本発明は、カタクリ属植物の組織培養による増殖方法、当該方法により得られる不定芽原基を含む培養組織に関する。
カタクリ(Erythronium japonicum Decne.)は、種子から開花するまで7~8年という長期間を要する。カタクリの種子は休眠性が高く、一度常温(20℃~25℃)で5ヶ月ほど経過後、10℃以下の低温に遭遇しないと発芽しないという通常の植物にはない特殊性を有する。発芽したものは、その後、細い葉を伸ばし、基部に球根を形成する。球根は毎年少しずつ肥大し、葉が2枚展開できる大きさになると開花して種子を形成するが、球根は肥大するのみで自然界ではほとんど分球することはないと言われている。従って、カタクリを短期間で増殖する方法はなく、球根を採取すると群落が少しずつ減少していくため、現存するカタクリの群落のほとんどは、保護地域となっており、容易に入手できない。
一方、カタクリ属植物の葉部には、腫瘍壊死因子(TNF)α産生抑制作用(特許文献1)や一酸化窒素(NO)産生抑制作用(特許文献2)などの有用な機能が報告されており、自己免疫性疾患、神経変性疾患、皮膚疾患などの治療や予防を目的とした医薬品や化粧品への利用が期待される。そのため、機能性素材としてカタクリを利用するために、短期間に安定的に供給する方法が急務である。

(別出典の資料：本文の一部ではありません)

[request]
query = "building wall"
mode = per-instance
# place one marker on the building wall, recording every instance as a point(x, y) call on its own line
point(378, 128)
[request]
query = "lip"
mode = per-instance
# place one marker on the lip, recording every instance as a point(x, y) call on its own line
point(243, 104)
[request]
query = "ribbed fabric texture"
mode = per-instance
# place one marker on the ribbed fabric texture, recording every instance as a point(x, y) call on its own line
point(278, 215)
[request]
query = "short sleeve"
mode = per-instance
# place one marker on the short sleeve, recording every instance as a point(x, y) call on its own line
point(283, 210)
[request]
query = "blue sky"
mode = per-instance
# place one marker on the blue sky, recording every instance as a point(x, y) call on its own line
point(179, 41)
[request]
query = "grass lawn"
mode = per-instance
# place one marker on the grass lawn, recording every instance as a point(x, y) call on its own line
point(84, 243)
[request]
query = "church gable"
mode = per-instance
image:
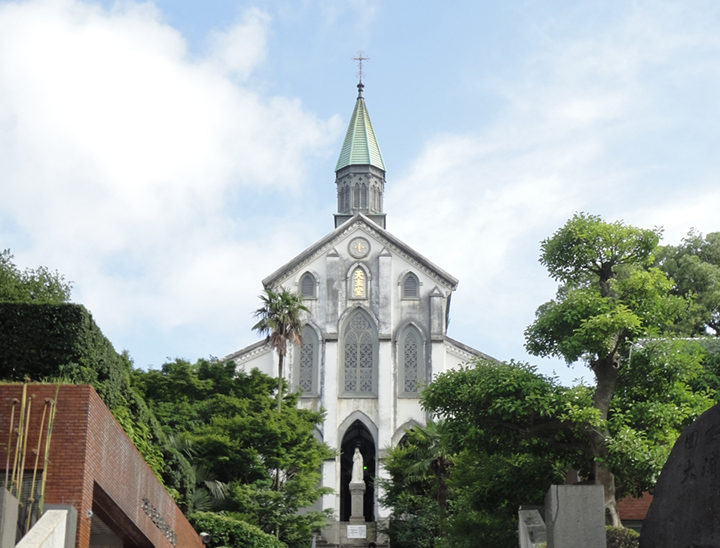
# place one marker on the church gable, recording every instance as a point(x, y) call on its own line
point(347, 241)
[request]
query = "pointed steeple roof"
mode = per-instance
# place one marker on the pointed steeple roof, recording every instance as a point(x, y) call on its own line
point(360, 146)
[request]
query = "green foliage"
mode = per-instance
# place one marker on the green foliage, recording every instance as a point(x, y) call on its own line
point(483, 490)
point(232, 533)
point(279, 319)
point(50, 341)
point(610, 296)
point(694, 266)
point(38, 285)
point(620, 537)
point(655, 399)
point(587, 245)
point(513, 431)
point(226, 421)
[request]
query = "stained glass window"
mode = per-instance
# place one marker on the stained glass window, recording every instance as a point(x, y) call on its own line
point(307, 285)
point(410, 286)
point(307, 362)
point(359, 356)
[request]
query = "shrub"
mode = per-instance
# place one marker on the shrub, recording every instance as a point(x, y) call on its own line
point(232, 533)
point(621, 537)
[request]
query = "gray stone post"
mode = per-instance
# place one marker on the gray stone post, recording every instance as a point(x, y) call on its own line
point(357, 506)
point(8, 519)
point(575, 516)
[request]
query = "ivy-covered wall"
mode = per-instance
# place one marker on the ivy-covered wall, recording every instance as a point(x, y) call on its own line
point(50, 342)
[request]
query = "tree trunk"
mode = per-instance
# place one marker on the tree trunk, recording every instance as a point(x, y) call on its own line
point(442, 500)
point(606, 374)
point(281, 358)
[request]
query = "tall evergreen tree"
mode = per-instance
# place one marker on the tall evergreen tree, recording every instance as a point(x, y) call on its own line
point(279, 319)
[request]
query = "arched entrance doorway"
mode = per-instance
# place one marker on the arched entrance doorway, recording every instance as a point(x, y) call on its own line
point(357, 436)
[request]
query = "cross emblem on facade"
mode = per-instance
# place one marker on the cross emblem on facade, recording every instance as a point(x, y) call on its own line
point(359, 247)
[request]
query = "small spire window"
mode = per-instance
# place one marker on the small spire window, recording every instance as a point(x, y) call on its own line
point(307, 285)
point(411, 287)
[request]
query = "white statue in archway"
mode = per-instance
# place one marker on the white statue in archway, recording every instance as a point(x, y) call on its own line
point(358, 469)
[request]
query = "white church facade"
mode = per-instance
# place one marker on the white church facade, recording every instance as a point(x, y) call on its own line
point(376, 332)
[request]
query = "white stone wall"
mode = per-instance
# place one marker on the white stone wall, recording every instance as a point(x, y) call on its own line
point(385, 265)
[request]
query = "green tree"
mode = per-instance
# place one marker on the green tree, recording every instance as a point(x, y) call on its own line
point(227, 422)
point(523, 430)
point(429, 454)
point(610, 296)
point(481, 491)
point(39, 285)
point(694, 266)
point(279, 320)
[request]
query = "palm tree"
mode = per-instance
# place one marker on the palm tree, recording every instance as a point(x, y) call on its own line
point(279, 320)
point(428, 448)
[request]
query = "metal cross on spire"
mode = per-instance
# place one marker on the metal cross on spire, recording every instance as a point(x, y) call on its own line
point(360, 58)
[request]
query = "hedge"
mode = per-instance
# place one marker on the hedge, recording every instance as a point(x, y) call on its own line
point(232, 533)
point(45, 342)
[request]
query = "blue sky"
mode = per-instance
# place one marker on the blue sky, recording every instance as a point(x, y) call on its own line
point(167, 156)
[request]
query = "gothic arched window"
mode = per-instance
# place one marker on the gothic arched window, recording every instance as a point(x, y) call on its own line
point(306, 362)
point(358, 284)
point(307, 285)
point(411, 287)
point(363, 196)
point(359, 372)
point(412, 362)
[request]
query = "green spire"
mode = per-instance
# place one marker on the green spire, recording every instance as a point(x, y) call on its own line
point(360, 146)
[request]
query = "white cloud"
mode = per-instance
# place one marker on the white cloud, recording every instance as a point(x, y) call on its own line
point(585, 123)
point(120, 154)
point(239, 49)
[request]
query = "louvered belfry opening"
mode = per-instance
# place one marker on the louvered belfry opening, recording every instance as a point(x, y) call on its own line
point(307, 285)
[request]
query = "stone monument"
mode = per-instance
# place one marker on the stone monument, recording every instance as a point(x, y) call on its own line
point(357, 490)
point(685, 510)
point(575, 516)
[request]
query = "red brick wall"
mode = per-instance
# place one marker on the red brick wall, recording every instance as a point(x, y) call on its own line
point(89, 447)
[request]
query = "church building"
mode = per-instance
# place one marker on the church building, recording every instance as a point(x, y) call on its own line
point(376, 332)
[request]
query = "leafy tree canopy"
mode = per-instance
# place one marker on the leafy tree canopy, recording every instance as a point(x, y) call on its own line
point(226, 422)
point(511, 414)
point(610, 297)
point(694, 266)
point(39, 285)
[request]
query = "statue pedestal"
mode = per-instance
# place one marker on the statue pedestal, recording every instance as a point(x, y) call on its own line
point(357, 496)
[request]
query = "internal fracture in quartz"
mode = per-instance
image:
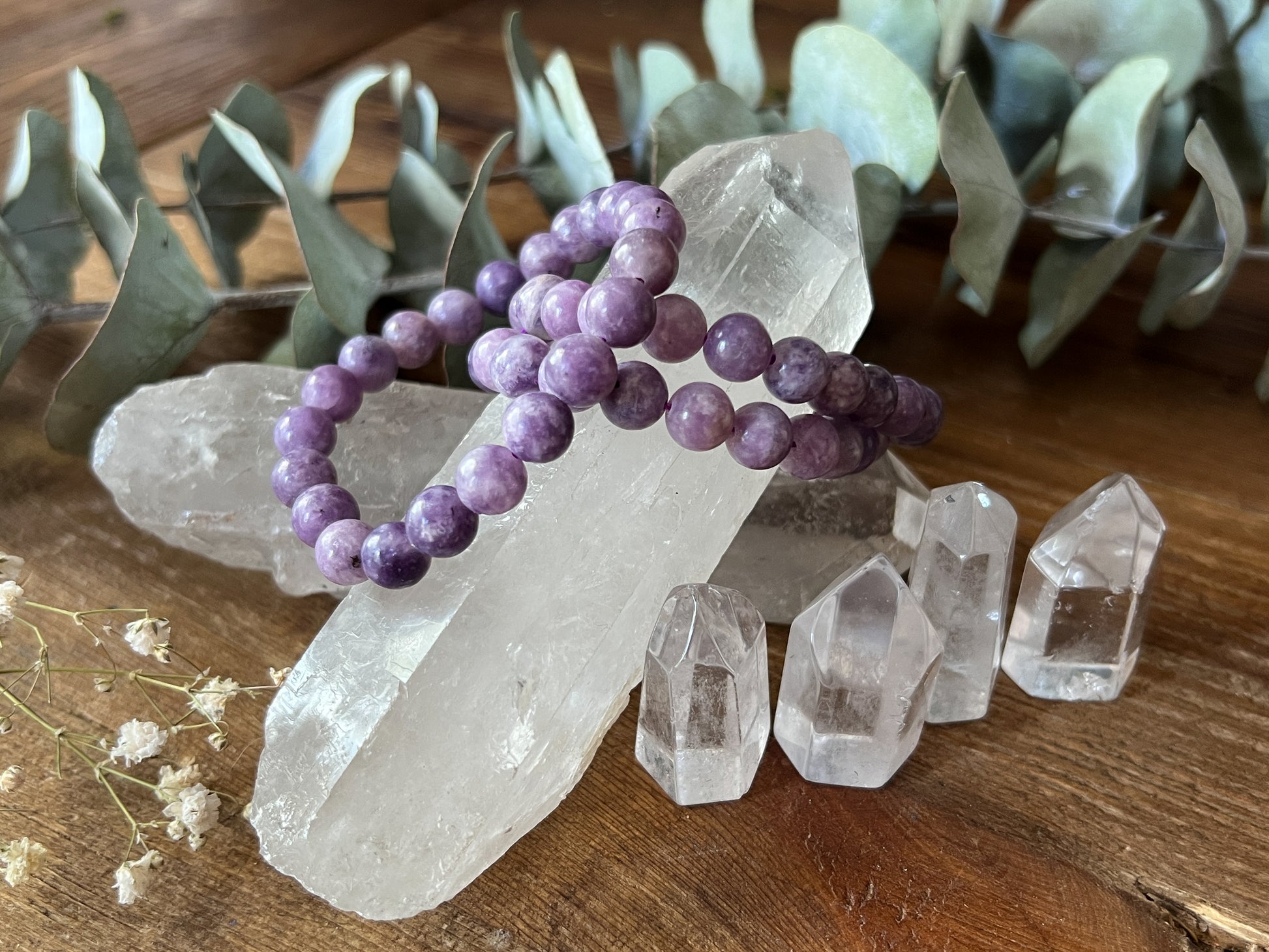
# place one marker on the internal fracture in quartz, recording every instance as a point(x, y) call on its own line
point(1085, 592)
point(705, 709)
point(961, 576)
point(858, 674)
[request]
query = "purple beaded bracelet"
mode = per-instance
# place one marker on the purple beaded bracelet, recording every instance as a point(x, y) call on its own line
point(857, 409)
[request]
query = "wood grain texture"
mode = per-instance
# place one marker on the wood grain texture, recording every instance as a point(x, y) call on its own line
point(1141, 826)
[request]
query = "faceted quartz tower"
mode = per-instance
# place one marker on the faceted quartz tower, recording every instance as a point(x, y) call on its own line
point(861, 666)
point(961, 576)
point(705, 709)
point(1077, 627)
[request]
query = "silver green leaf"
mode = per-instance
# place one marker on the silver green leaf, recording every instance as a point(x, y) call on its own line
point(728, 25)
point(848, 83)
point(158, 316)
point(707, 113)
point(1069, 281)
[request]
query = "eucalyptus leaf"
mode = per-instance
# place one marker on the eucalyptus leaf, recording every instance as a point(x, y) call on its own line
point(1070, 277)
point(848, 83)
point(333, 134)
point(990, 210)
point(1093, 37)
point(707, 113)
point(476, 243)
point(728, 25)
point(41, 190)
point(1105, 149)
point(158, 316)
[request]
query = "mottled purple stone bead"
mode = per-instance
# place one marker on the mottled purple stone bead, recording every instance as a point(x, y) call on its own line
point(762, 436)
point(339, 551)
point(371, 359)
point(738, 347)
point(638, 399)
point(411, 336)
point(700, 417)
point(515, 368)
point(815, 449)
point(679, 331)
point(648, 256)
point(334, 390)
point(537, 427)
point(495, 284)
point(480, 356)
point(492, 480)
point(580, 370)
point(438, 524)
point(389, 560)
point(320, 505)
point(524, 311)
point(305, 428)
point(620, 311)
point(846, 387)
point(799, 371)
point(559, 309)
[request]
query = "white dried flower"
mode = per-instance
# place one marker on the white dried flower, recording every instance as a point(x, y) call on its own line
point(139, 740)
point(22, 859)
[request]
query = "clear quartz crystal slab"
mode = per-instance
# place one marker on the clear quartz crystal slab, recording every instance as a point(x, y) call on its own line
point(858, 674)
point(425, 730)
point(1085, 592)
point(706, 707)
point(961, 576)
point(803, 533)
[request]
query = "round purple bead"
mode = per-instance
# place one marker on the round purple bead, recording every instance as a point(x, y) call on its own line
point(490, 480)
point(495, 284)
point(334, 390)
point(411, 336)
point(389, 559)
point(648, 256)
point(846, 387)
point(297, 471)
point(580, 370)
point(537, 427)
point(620, 311)
point(638, 399)
point(738, 347)
point(762, 436)
point(339, 551)
point(700, 417)
point(371, 359)
point(438, 524)
point(320, 505)
point(305, 428)
point(515, 368)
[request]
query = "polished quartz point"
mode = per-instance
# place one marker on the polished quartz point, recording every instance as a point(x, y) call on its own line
point(961, 576)
point(861, 666)
point(705, 710)
point(1085, 592)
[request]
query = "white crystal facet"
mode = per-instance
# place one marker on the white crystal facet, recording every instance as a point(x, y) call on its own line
point(1077, 627)
point(705, 709)
point(803, 533)
point(961, 576)
point(858, 673)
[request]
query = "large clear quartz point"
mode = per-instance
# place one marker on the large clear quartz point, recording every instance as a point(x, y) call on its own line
point(803, 533)
point(1081, 608)
point(858, 674)
point(961, 578)
point(705, 709)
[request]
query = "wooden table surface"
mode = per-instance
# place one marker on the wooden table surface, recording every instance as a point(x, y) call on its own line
point(1136, 826)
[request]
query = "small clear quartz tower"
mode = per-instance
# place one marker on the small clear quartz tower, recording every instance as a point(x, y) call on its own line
point(1077, 627)
point(961, 576)
point(705, 711)
point(861, 666)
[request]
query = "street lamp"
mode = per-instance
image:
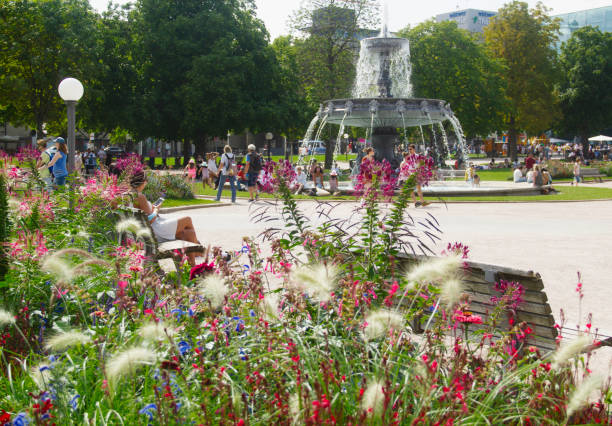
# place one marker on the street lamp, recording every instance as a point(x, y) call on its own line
point(70, 90)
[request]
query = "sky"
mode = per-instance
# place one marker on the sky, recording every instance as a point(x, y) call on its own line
point(275, 13)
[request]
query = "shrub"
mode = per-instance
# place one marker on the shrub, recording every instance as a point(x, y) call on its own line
point(168, 186)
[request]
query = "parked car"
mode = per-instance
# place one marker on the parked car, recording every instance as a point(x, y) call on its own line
point(316, 147)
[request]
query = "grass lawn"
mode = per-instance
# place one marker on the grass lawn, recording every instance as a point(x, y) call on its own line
point(565, 193)
point(171, 202)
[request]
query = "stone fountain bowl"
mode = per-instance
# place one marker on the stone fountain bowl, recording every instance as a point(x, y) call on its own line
point(386, 112)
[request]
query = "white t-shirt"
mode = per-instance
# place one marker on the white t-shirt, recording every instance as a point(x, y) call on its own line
point(224, 162)
point(212, 165)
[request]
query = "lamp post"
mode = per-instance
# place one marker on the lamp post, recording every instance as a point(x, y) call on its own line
point(70, 90)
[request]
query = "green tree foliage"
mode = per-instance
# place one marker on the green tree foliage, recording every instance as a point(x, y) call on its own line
point(327, 46)
point(207, 68)
point(450, 64)
point(42, 42)
point(4, 227)
point(524, 40)
point(584, 90)
point(298, 111)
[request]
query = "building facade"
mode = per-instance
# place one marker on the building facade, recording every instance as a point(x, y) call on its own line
point(600, 17)
point(472, 20)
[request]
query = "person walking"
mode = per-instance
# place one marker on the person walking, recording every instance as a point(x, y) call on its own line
point(252, 169)
point(58, 162)
point(227, 171)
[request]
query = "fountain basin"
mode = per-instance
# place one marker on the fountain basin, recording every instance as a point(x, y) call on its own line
point(386, 112)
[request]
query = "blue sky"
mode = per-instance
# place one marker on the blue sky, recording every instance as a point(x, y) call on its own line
point(275, 13)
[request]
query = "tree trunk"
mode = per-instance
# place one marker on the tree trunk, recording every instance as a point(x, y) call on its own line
point(512, 139)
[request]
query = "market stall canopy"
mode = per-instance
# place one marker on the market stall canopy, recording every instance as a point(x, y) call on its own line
point(601, 138)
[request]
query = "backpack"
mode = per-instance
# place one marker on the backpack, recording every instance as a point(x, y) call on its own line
point(255, 163)
point(230, 165)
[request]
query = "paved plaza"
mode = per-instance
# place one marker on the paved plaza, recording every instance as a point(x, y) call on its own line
point(555, 239)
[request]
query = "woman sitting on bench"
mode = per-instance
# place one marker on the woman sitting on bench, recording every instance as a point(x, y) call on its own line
point(164, 228)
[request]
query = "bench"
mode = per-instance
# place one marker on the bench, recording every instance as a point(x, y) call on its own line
point(479, 283)
point(162, 253)
point(591, 173)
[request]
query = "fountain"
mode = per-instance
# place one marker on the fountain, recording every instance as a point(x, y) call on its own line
point(382, 101)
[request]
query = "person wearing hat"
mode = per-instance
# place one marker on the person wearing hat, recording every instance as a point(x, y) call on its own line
point(58, 162)
point(190, 171)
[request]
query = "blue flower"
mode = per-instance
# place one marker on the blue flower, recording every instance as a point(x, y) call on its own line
point(73, 401)
point(148, 410)
point(21, 419)
point(184, 347)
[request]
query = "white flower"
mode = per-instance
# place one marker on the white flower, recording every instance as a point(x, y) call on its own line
point(41, 374)
point(435, 269)
point(318, 280)
point(6, 318)
point(450, 292)
point(57, 267)
point(62, 341)
point(373, 398)
point(127, 362)
point(581, 394)
point(154, 331)
point(570, 350)
point(380, 322)
point(214, 289)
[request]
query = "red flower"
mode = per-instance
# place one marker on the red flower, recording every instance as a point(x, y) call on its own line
point(200, 269)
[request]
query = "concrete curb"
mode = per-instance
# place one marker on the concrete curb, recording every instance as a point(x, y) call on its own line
point(192, 207)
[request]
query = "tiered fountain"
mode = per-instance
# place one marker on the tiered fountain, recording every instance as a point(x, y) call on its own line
point(382, 102)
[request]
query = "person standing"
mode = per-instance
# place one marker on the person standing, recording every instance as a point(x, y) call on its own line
point(43, 163)
point(227, 171)
point(577, 172)
point(58, 162)
point(252, 169)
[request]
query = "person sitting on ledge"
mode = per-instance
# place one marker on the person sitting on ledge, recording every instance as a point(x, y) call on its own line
point(164, 228)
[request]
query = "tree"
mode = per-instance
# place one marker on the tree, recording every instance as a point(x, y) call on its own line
point(524, 40)
point(327, 46)
point(207, 68)
point(451, 64)
point(586, 79)
point(42, 42)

これまで、カタクリの組織培養による増殖としては、球根(鱗茎)の成長点を使用する方法が知られているが(非特許文献1、2)、上記のように球根を採取すると群落が少しずつ減少するため、生態系に負荷やダメージを及ぼすことなり、また、繰り返し増殖できるという安定性に欠ける。
特開2018-135328号公報 特開2018-135294号公報
藤木俊也・雨宮圭一・関宏夫、組織培養によるカタクリの増殖、山梨県総合農業研究報告6号、49-57、1994 古谷博、組織培養によるカタクリの増殖について、園学中四国支部要旨34:49、1995
従って、本発明は、生態系への負荷やダメージがない材料を用い、組織培養によってカタクリ属植物を短期間でかつ安定的に増殖させる方法を提供することにある。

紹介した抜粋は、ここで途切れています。